Um dieses Ziel zu erreichen, schlagen wir vor, die derzeitig im Weltraum verwendeten Techniken mit Hilfe atom-optischer Methoden zu erweitern. Bislang wird die Richtungsabhängigkeit einfallender Atome durch Ausschluss (Absorption) „im falschen Winkel“ einfallender Teilchen festgestellt, so etwa bei IBEX mit einem einfachen Blendensystem [10]. Ein solches System ist robust, erschwert allerdings eine Vergrößerung der effektiven Sammelfläche. Eine solche erscheint allerdings erstrebenswert, um höhere Zählraten und somit auch eine bessere Statistik zu erzielen, insbesondere in Energiebereichen und bei Teilchensorten , bei denen ein experimenteller Nachweis nur mit geringer Effizienz möglich ist.

Gerade der ideale „tracer“ Helium ist von dieser Problematik besonders betroffen. Die in IBEX für Wasser- und Sauerstoff gut funktionierende negative Ionisierungstechnik ist nicht für He geeignet. Stattdessen wird, wie bereits bei der Raumsonde Ulysses [11], die kinetische Energie von He-Atomen zum Herausschlagen von Ionen aus der Oberfläche geeigneter Materialien benutzt. Eine im Labor üblichere Nachweismethode beruht auf der Stoßionisation durch Elektronen [12]. Unterhalb einer Energie von 10 eV sind allerdings alle zurzeit bekannten bzw. realisierbaren Nachweismethoden für He mit einer geringen Effizienz behaftet [13]. An der Steigerung der Detektor-Effizienz wird zurzeit im Rahmen einer europäischen Forschungsinitiative intensiv geforscht, da sie für die Entwicklung einer neutrale He-Strahlen verwendenden Mikroskopiertechnik von zentraler Wichtigkeit ist [14].

Um trotz einer vergleichsweise geringen Nachweiseffizienz genügend He Atome „sehen“ zu können, muss der Heliumfluss im Detektorbereich durch Vergrößern der Sammelfläche entsprechend gesteigert werden.
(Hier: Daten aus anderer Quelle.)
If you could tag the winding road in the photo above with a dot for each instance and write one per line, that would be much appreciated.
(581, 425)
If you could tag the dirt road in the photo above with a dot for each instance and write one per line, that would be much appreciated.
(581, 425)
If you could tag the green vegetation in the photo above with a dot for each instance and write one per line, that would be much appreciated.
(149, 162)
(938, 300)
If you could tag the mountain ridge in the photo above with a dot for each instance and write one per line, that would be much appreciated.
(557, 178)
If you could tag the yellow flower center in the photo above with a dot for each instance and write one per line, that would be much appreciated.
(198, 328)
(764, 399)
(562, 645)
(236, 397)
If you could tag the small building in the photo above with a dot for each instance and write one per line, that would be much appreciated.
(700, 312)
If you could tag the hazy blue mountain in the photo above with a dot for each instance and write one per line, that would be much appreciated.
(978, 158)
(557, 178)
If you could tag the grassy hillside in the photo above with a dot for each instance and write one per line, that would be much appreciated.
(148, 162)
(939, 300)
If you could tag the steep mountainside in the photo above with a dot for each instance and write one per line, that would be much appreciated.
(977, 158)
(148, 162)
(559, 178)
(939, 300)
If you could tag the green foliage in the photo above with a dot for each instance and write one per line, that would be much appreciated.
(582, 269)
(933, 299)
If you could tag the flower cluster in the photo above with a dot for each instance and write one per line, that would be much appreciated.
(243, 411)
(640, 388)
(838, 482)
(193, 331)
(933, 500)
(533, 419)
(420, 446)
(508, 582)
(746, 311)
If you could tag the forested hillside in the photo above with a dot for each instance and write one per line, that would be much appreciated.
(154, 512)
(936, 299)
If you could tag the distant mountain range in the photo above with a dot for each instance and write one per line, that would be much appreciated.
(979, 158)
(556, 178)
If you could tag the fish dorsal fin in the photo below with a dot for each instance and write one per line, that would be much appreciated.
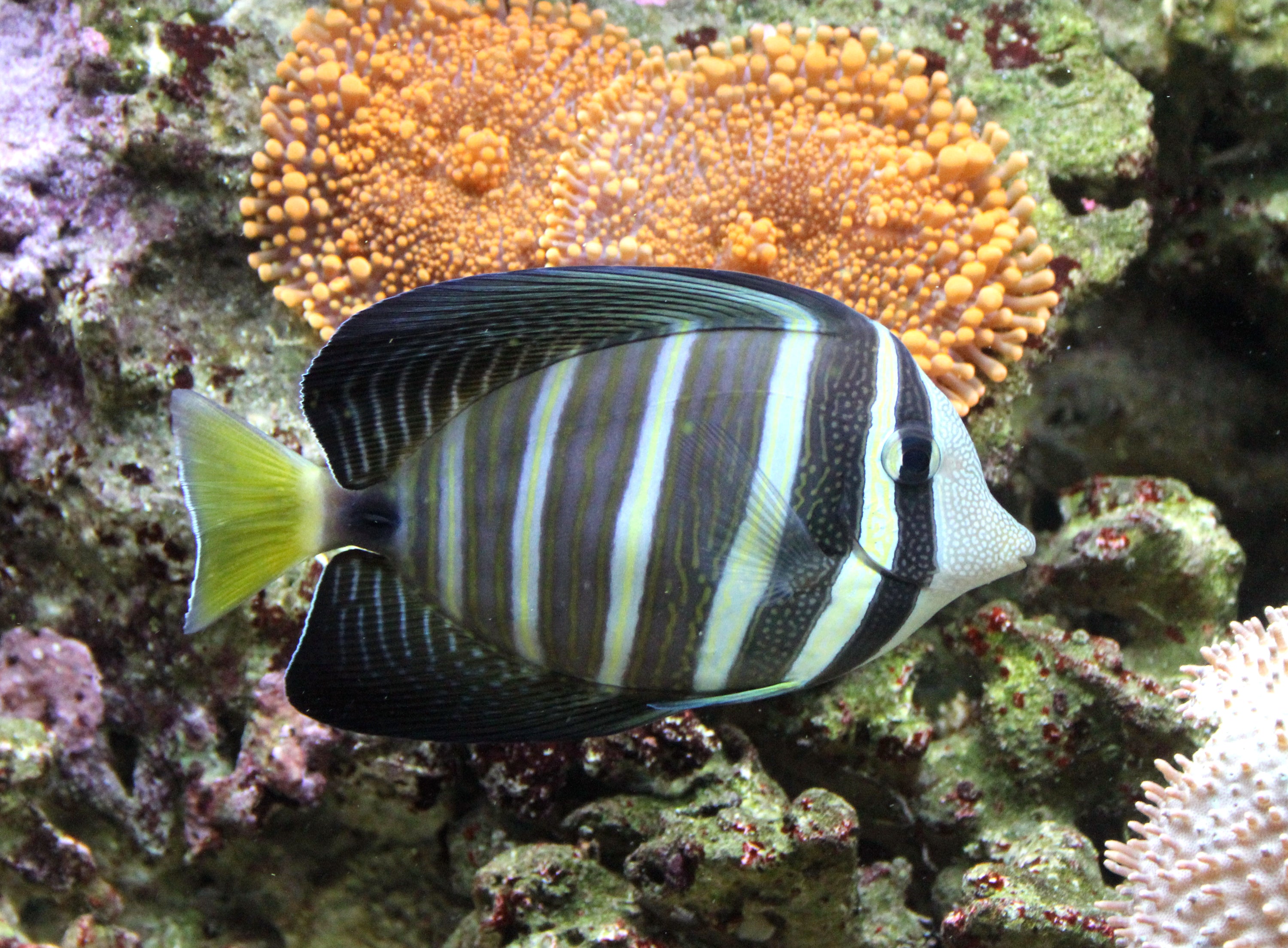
(396, 373)
(377, 660)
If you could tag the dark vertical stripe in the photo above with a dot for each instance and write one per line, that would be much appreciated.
(827, 497)
(915, 553)
(705, 494)
(595, 450)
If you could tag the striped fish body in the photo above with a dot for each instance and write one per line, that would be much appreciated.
(701, 488)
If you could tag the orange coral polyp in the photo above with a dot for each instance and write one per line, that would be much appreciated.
(865, 176)
(415, 141)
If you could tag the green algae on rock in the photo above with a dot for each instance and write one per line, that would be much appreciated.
(1039, 888)
(1147, 562)
(94, 545)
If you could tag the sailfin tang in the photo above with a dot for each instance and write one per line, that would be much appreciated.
(377, 660)
(777, 553)
(257, 507)
(398, 370)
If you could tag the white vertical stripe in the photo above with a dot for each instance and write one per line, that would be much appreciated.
(451, 518)
(633, 535)
(737, 596)
(856, 584)
(530, 503)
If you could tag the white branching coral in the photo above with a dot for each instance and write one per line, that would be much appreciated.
(1211, 866)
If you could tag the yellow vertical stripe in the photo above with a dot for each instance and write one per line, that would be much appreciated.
(633, 535)
(737, 596)
(857, 584)
(530, 504)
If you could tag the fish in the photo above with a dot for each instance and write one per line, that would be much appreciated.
(565, 503)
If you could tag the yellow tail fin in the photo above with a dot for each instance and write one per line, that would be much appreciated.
(257, 508)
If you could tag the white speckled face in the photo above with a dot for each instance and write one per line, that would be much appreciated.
(977, 542)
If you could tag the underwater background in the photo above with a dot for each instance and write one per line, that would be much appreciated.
(158, 789)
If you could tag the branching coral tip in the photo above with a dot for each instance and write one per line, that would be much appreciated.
(416, 142)
(1210, 869)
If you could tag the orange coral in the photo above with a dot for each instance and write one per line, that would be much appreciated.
(825, 160)
(416, 143)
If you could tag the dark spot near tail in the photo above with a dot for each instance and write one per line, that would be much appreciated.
(936, 62)
(136, 475)
(1010, 40)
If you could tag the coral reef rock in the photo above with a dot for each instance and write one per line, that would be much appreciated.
(1210, 867)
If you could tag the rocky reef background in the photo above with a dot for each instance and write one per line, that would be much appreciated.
(158, 790)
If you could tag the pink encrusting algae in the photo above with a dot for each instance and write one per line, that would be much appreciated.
(1210, 867)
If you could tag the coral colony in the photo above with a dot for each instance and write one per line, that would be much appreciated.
(567, 143)
(1209, 869)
Es wird eine Art „Trichter“ für He benötigt. Die Herstellung eines solchen erscheint derzeit machbar. Bereits 1997 wurde nachgewiesen, dass eine entlang einer passenden Kristallebene präparierte Silizium-Oberfläche He- Atome z.T. wie ein Spiegel reflektiert. (Helium ist gerade wegen seines stark ausgeprägten Edelgas-Charakters für eine solche Manipulationsmethode gut geeignet.) Die aktuell besten He-Spiegel bestehen aus einem mit einer einlagigen Schicht Graphen bedeckten Substrat [16]. Diese Technik ermöglicht insbesondere die Herstellung gekrümmter Spiegel. Sie ist außerdem langzeitstabil. Zudem erhält man selbst nach tagelangem Kontakt mit Luft die ideale Spiegelqualität durch kurzes Aufheizen auf 100°C wieder zurück.
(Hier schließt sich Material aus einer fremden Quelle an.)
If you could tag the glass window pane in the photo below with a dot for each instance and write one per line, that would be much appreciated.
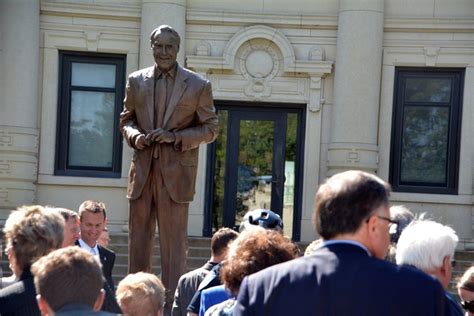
(93, 75)
(91, 129)
(290, 162)
(425, 145)
(428, 89)
(254, 175)
(221, 143)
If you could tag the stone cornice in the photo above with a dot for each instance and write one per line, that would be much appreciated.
(453, 24)
(391, 24)
(223, 17)
(112, 11)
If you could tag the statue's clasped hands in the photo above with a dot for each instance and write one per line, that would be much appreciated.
(158, 135)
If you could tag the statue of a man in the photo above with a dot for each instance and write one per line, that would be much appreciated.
(168, 112)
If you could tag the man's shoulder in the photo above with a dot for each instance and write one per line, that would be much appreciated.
(197, 274)
(12, 290)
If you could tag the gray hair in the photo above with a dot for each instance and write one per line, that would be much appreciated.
(425, 243)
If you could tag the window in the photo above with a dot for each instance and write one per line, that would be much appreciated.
(427, 128)
(90, 101)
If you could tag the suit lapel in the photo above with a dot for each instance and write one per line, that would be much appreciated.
(149, 83)
(178, 90)
(103, 257)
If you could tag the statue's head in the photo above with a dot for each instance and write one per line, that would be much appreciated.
(164, 41)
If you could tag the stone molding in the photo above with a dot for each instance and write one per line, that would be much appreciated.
(272, 59)
(429, 56)
(115, 11)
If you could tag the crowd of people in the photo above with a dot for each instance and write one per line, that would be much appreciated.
(370, 260)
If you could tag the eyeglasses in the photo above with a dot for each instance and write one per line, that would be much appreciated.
(468, 305)
(391, 221)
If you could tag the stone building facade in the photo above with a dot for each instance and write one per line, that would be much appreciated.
(383, 86)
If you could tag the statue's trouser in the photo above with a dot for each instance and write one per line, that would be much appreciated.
(155, 205)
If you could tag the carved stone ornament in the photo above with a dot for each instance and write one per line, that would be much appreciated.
(259, 64)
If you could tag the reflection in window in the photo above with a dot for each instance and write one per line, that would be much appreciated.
(290, 163)
(425, 145)
(91, 131)
(221, 143)
(254, 175)
(428, 89)
(89, 142)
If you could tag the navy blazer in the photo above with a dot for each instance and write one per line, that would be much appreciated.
(107, 259)
(340, 279)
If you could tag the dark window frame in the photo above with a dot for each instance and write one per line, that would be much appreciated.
(66, 58)
(300, 109)
(454, 129)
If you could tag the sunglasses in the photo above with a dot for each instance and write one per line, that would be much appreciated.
(469, 306)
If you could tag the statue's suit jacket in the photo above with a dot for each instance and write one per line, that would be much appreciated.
(190, 115)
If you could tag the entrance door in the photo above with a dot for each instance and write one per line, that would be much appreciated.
(254, 164)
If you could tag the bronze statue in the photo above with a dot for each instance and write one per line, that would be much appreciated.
(168, 112)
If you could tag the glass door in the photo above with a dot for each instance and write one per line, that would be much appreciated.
(254, 164)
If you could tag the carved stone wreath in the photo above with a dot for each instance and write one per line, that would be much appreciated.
(259, 62)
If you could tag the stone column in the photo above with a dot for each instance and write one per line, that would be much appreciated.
(19, 66)
(156, 13)
(358, 66)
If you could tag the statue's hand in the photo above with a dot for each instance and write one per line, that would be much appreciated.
(141, 142)
(160, 135)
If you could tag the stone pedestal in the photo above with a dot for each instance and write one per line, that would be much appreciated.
(357, 87)
(154, 14)
(19, 64)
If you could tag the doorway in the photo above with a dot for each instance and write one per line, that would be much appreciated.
(256, 162)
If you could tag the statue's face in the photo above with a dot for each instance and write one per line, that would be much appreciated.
(165, 50)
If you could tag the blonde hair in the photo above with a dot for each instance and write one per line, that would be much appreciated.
(68, 275)
(140, 291)
(32, 232)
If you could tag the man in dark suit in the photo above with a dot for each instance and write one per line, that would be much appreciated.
(93, 219)
(346, 275)
(168, 112)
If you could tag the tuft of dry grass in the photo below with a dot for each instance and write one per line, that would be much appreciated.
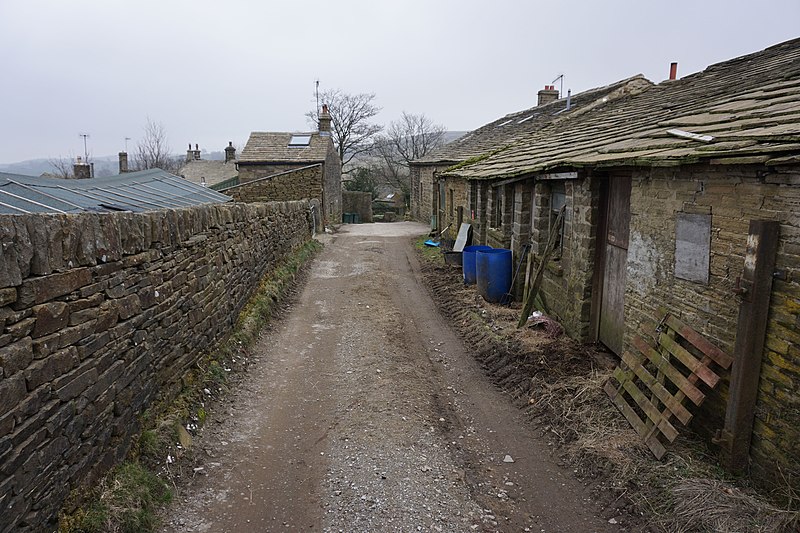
(714, 505)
Bislang wurde die He-Reflektivität geeigneter Materialien allerdings nur bei den für das Mikroskopieren relevanten Energien unterhalb von 0,1 eV (entsprechend Geschwindigkeiten etwas oberhalb von 1 km/s) untersucht. Dabei wurden selbst bei Einfallswinkeln der Größenordnung ~50° etwa 23% der He-Atome gemäß dem Reflexionsgesetz gespiegelt, der Rest erfolgte diffus. Wir sind im astronomischen Kontext aber eher am Energiebereich 1...10eV (entsprechend Geschwindigkeiten 7...22 km/s) interessiert, der von IBEX (≥ 10 eV) aus in [10] erläuterten Gründen nicht abgedeckt wird. Eine bis zu etwa zwanzigmal größere Geschwindigkeit (als bislang atom-optisch untersucht) entspricht einer um den gleichen Faktor kleineren Materiewellenlänge. Beugungseffekte außer Acht lassend, kann man erwarten, dass unter streifenden Einfall der He-Atome (Winkel maximal etwa 3° bei 10eV) die Oberfläche immer noch eine vergleichbar gute Reflektivität aufweist. (Eine in [17] beschriebene Spiegelungsmethode kommt für unsere Zwecke leider nicht infrage, da die zu ihrer Anwendung erforderlichen Winkel deutlich zu klein wären.)

Vor bereits über einem halben Jahrhundert hat Hans Wolter eine Reihe von Möglichkeiten vorgeschlagen, wie man allein mit Hilfe der streifenden Reflexion abbildende Optiken herstellen kann [18]. Seine Ideen galten ursprünglich der Manipulation von Röntgenlicht. Das erste und sehr erfolgreiche Röntgenobservatorium im Erdorbit war Uhuru [19]. Genau wie IBEX verwendete es eine Vielzahl paralleler Bohrungen (in jenem Falle in Blei), um eine Kollimation der einfallenden Strahlung zu bewirken [20]. Es war, wie IBEX, ein „1-Pixel“ Observatorium und kein Teleskop im eigentlichen Sinne. Eine abbildende Röntgenoptik („Wolter-Teleskop“) wurde dann ab 1977 zum Standard.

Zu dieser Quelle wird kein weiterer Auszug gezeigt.